On the MEP-23 cross-language lists/fill_sum bench, N=1024 on Apple M4 (Go 1.25), current measured ~3805 ns/op for vm2; predicted with Option A: ~1500-1900 ns/op, closing ~70% of the gap to the Go-native floor at 935 ns/op. On strings/concat_loop (rope-shape baseline from MEP-29), the JIT's win is smaller (~1.3x) because the hot path is already dominated by allocation, not dispatch.

Open questions

  • Per-shape vs per-shape-tuple templates. Templates for binary opcodes (e.g. OpListConcat) explode quadratically in shape count. Cap the explosion by deferring shape-tuples beyond a threshold to the interpreter? Or factor them via a runtime shape-merging table inside the snippet?

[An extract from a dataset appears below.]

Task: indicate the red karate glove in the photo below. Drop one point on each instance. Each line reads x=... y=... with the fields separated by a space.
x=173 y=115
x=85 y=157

  • AArch64 PAC interaction. Apple Silicon enforces pointer authentication on return addresses. The trampoline must sign/authenticate its own return path; the JIT body is leaf and unaffected. Verify on real hardware before merging.
  • Whether to ship the JIT off by default in 1.0. Sparkplug shipped on by default; CPython 3.13's JIT shipped off. Mochi should pick once tier 1 lands and MEP-29-equivalent measurements are in hand.